Moskowitz has lived in this storm since her maiden run for the City Council in 1997, as a silk-stocking-district Democrat with all the correct leanings (Amnesty International, Sierra Club, NARAL), save for one: her conviction that New York’s public schools were “tenth-rate.” Her star rose when she allied with Gifford Miller, who became speaker in 2002 and made Moskowitz the chair of the long-somnolent education committee. Over the next three years, she staged more than 100 oversight hearings—a smaller-scale Watergate, her childhood fixation. She grilled and filleted bureaucrats from the DoE on their sickly science and art programs, the back-of-the-bus Regents-diploma rates for minority students, the pervasive shortage of toilet paper in what was then a $13 billion–a–year operation. (Among thorns in his side from that era, Klein pegged Moskowitz “up there in the top five, or the top three.”)
In 2003, she torched the teachers union with hearings on seniority rights and work rules. Most everyone—even her husband—warned her that she’d be “squashed like an ant.” The proceedings, complete with hidden witnesses using voice-distortion technology, were explosive. Newsweek hailed the councilwoman as “a brave New Yorker”; UFT president Randi Weingarten likened her to Joseph McCarthy. Yet Moskowitz seemed unaware of her own polarizing impact. Two years later, she was devastated when the Times labeled her style “abrasive” and joined the UFT in endorsing Scott Stringer for Manhattan borough president, her stepping-stone toward Gracie Mansion. Stringer beat her by nine points, but it’s the adjective that still flusters her. “I’m a fierce advocate—which doesn’t mean one is abrasive,” she says.
“She could have been borough president,” says a former UFT official. “But she’s a purist. Sometimes, to me, she’s very naïve.”
The work-rule hearings kindled her epiphany: An unholy “conspiracy” between the UFT and the Department of Education had deprofessionalized teachers, hamstrung principals, and sabotaged countless students’ futures. Charter schools, uninhibited by “special interests,” were the Way. All they needed was a chance to compete, a free market. At a Crain’s breakfast, Moskowitz scolded the deep pockets in attendance for failing “to declare war on the monopoly of public education … Your silence is inexcusable.”
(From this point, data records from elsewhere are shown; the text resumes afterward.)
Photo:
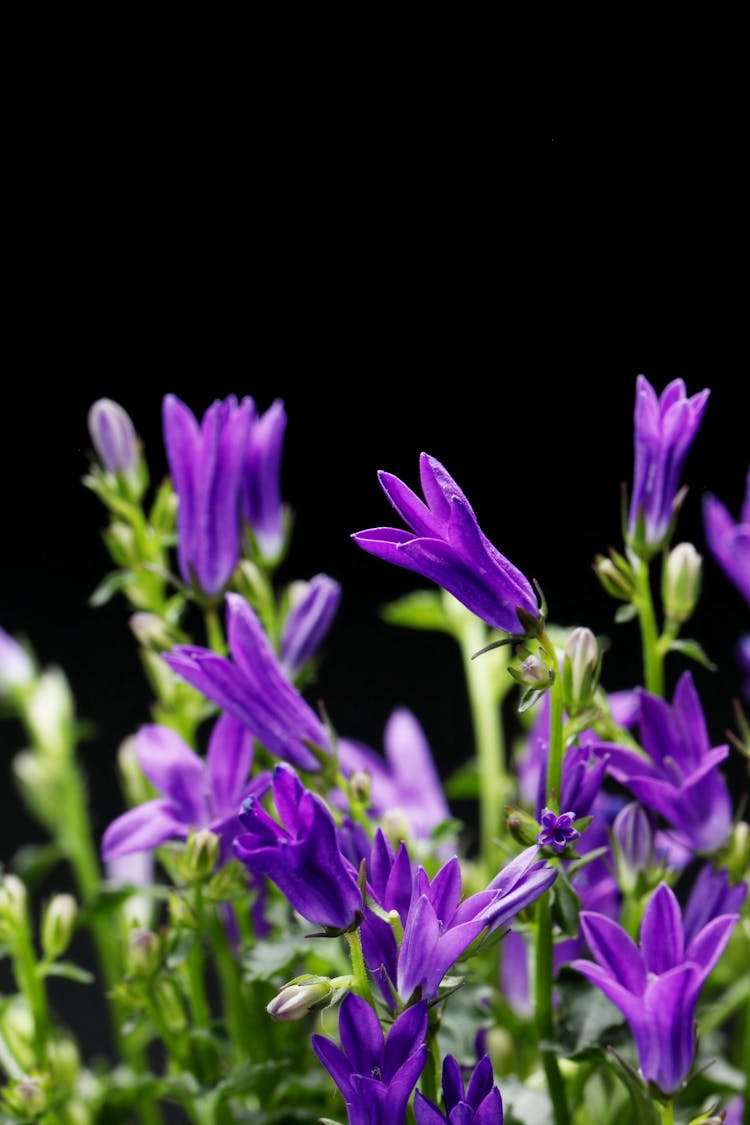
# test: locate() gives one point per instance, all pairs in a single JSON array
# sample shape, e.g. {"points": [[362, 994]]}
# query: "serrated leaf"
{"points": [[110, 585], [421, 610], [463, 783], [70, 971], [694, 651]]}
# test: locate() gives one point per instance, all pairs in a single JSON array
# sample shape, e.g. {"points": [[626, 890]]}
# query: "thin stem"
{"points": [[484, 700], [653, 662], [544, 1018]]}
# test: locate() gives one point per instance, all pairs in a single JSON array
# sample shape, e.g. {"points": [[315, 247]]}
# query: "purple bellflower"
{"points": [[406, 780], [679, 779], [479, 1104], [665, 428], [313, 608], [206, 464], [301, 854], [253, 687], [730, 540], [262, 504], [656, 984], [375, 1074], [446, 546], [197, 793]]}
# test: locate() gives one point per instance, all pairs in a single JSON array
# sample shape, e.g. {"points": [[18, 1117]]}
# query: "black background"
{"points": [[408, 273]]}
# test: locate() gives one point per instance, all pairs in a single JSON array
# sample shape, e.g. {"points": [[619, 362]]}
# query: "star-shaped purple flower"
{"points": [[446, 545]]}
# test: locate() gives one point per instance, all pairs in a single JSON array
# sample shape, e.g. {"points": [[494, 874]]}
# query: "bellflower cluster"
{"points": [[291, 925]]}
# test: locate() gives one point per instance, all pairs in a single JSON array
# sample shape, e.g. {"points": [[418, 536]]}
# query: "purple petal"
{"points": [[662, 941], [142, 828], [175, 771], [228, 759]]}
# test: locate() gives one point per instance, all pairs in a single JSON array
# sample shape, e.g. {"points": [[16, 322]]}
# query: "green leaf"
{"points": [[694, 651], [68, 970], [110, 585], [419, 610], [463, 783]]}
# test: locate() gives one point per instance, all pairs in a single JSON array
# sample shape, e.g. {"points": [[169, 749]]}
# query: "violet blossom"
{"points": [[375, 1073], [477, 1104], [206, 462], [261, 483], [300, 853], [196, 793], [252, 685], [678, 775], [665, 428], [656, 984], [446, 545], [729, 539]]}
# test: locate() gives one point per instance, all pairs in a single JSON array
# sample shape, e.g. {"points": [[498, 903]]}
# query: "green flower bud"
{"points": [[26, 1097], [581, 664], [57, 925], [145, 953], [680, 582], [304, 995], [12, 907]]}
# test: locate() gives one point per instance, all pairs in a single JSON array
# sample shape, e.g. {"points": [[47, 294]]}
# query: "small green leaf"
{"points": [[419, 610], [694, 651], [68, 970]]}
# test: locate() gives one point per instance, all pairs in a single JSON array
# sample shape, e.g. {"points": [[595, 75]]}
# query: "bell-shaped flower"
{"points": [[665, 428], [196, 793], [300, 853], [313, 608], [206, 464], [405, 781], [729, 539], [477, 1104], [656, 984], [678, 775], [445, 545], [261, 483], [252, 685], [375, 1073]]}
The day after leaving office, she set to work for Joel Greenblatt and John Petry of Gotham Capital, her network’s founding funders. Dug in at a Starbucks with a cadre of aides, she put to paper her philosophy: one part Bank Street (the liberal education college), one part Our Lady of the Assumption. She’d spent “six years thinking deeply about what the DoE was getting wrong,” as she’d tell the New York Sun. “This was an incredible opportunity to get it right the first time.”
At five-two, Moskowitz perches easily on a chair made for a 6-year-old, her BlackBerry and cell phone fanned before her, a triple-shot latte close at hand. She is weary; she is always weary. “Why doesn’t anyone care that the schools in Harlem have been unsuccessful for half a century?” She speaks slowly, emphatically. “Why is this not a big deal? To me, it’s a terrible deal.” Her pink-tipped fingers cleave the air. “We’re a caring city, right? Where is the intelligentsia on this issue? Where are the civic-minded people?”
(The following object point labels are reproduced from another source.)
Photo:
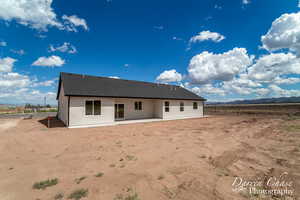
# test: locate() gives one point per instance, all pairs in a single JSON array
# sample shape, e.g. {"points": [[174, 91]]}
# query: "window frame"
{"points": [[167, 107], [138, 105], [181, 106], [195, 107], [93, 108]]}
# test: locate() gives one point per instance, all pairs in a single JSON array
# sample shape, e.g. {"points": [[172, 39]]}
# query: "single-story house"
{"points": [[85, 101]]}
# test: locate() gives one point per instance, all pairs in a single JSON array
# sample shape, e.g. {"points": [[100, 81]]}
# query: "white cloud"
{"points": [[19, 52], [207, 35], [206, 67], [158, 27], [246, 1], [13, 80], [208, 89], [115, 77], [37, 14], [65, 47], [18, 88], [47, 83], [72, 22], [268, 67], [52, 61], [177, 38], [3, 44], [6, 64], [286, 81], [218, 7], [284, 33], [169, 76]]}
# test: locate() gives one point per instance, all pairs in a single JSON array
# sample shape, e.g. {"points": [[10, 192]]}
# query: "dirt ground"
{"points": [[182, 159]]}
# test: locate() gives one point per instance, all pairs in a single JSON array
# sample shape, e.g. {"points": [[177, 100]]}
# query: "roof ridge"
{"points": [[120, 79]]}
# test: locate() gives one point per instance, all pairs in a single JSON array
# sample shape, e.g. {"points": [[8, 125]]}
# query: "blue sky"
{"points": [[222, 50]]}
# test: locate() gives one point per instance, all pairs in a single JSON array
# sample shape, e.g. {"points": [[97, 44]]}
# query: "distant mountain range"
{"points": [[262, 101]]}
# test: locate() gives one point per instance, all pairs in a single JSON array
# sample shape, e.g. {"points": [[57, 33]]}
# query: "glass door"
{"points": [[119, 111]]}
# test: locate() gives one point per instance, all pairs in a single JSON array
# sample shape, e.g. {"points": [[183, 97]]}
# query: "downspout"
{"points": [[68, 111]]}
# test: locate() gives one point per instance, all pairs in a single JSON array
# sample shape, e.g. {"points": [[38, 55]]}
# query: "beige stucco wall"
{"points": [[150, 109], [63, 106], [130, 112], [77, 112], [158, 112], [188, 112]]}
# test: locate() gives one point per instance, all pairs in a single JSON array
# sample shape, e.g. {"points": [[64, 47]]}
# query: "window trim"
{"points": [[181, 106], [167, 107], [93, 107], [195, 107], [138, 105]]}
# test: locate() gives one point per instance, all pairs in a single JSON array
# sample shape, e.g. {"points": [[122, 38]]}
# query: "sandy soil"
{"points": [[182, 159]]}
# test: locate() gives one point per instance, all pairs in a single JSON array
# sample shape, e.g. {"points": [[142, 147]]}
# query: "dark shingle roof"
{"points": [[83, 85]]}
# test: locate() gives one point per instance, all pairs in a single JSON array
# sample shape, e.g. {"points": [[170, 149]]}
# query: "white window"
{"points": [[181, 106], [93, 107], [167, 106], [195, 105], [138, 105]]}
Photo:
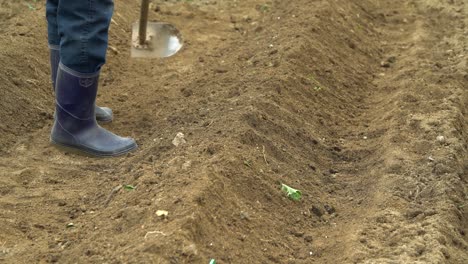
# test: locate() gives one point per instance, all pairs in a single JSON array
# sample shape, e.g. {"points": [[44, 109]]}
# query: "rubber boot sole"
{"points": [[88, 152]]}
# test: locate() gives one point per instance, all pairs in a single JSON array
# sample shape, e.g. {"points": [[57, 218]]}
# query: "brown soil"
{"points": [[361, 105]]}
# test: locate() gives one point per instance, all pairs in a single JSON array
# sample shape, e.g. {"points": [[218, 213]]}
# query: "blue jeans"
{"points": [[79, 29]]}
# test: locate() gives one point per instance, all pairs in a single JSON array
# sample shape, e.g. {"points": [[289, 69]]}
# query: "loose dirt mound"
{"points": [[359, 104]]}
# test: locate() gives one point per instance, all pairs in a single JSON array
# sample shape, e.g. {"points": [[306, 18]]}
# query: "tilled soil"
{"points": [[361, 105]]}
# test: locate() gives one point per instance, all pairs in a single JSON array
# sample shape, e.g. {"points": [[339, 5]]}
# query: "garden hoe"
{"points": [[154, 39]]}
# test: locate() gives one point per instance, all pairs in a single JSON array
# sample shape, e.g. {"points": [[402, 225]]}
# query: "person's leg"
{"points": [[83, 27], [103, 114], [53, 37]]}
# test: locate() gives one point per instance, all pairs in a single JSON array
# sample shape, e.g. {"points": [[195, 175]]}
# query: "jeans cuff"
{"points": [[77, 74], [54, 47]]}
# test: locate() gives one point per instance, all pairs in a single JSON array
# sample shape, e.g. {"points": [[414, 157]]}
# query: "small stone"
{"points": [[441, 139], [330, 209], [162, 213], [179, 139]]}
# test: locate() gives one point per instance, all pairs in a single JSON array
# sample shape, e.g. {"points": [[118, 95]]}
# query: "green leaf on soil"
{"points": [[292, 193], [129, 187]]}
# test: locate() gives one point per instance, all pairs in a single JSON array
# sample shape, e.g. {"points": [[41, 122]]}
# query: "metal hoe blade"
{"points": [[154, 39]]}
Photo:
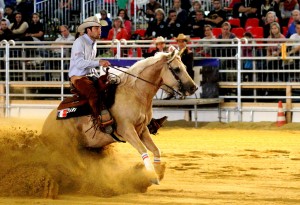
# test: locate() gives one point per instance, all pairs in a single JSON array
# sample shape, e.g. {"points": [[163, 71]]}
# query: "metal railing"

Two generations removed from a sweater peddler on the Lower East Side, Moskowitz was raised by a pair of liberal college professors and lived for ten years in Columbia housing on West 118th Street. In first grade at P.S. 36, she saw “perfectly capable” classmates unable to read, with no one paying much attention. It was her first intimation “that the system is screwed up,” a suspicion that hardened after she was switched to P.S. 6 on the Upper East Side. Even at age 7, she says, “you can see what you’re not getting.”
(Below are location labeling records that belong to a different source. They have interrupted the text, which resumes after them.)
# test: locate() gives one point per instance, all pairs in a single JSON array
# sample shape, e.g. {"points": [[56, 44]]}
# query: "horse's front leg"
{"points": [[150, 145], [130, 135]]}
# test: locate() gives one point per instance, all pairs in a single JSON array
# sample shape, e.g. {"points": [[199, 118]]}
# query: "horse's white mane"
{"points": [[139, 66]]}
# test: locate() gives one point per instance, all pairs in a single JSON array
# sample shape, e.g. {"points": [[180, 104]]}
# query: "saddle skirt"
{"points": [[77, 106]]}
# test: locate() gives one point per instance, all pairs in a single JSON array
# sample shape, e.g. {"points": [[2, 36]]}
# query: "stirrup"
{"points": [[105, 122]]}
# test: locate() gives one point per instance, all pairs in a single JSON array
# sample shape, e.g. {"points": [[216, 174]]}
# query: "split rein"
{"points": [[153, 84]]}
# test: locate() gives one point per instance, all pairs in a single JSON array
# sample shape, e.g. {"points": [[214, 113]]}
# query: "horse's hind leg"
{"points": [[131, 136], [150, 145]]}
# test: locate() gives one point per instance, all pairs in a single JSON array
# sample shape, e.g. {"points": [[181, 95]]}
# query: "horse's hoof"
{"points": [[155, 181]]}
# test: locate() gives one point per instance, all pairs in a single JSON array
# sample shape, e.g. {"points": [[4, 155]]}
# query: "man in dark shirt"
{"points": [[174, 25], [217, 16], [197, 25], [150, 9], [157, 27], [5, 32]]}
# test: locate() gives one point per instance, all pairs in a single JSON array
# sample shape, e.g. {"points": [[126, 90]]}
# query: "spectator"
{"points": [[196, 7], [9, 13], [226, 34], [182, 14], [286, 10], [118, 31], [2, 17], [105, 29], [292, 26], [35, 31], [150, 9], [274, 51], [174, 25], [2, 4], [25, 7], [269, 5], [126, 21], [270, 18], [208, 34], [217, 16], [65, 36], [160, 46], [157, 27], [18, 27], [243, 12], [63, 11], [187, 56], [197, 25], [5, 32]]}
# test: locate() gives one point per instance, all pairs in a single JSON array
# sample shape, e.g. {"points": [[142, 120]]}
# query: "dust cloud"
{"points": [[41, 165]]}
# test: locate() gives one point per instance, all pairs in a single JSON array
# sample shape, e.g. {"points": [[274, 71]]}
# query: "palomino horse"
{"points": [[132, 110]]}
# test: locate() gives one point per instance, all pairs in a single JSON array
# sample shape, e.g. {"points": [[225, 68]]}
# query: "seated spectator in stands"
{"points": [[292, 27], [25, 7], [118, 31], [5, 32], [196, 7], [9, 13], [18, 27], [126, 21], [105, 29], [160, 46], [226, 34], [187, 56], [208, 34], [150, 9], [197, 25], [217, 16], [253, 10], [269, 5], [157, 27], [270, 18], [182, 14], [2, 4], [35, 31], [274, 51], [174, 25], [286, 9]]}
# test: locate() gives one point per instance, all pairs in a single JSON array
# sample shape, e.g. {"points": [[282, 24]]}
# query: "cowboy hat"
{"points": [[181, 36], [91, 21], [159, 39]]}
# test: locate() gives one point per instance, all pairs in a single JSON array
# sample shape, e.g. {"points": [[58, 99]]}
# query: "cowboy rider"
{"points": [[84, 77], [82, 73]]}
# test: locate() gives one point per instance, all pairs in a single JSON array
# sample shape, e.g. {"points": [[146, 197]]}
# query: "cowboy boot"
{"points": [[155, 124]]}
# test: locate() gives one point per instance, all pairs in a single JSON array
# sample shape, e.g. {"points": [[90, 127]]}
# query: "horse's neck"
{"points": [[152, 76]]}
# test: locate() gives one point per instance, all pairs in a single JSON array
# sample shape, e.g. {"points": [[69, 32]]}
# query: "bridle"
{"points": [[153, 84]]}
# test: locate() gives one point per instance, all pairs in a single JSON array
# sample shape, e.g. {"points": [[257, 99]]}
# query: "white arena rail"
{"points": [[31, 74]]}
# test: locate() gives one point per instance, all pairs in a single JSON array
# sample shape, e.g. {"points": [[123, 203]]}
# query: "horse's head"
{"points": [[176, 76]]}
She slogged her way to the city’s crown jewel, Stuyvesant High School, only to find it rotted from within. During her sophomore year, a scandal broke over stolen Regents exams. “There was a culture of cheating,” she says. After the proctor left the room during the PSATs and a collaborative free-for-all ensued, Moskowitz stood and quit the test midstream. A year or so later, while editing the yearbook, she was appalled to find photos that revealed more cheating—and disgusted when the principal seized them to cover it up.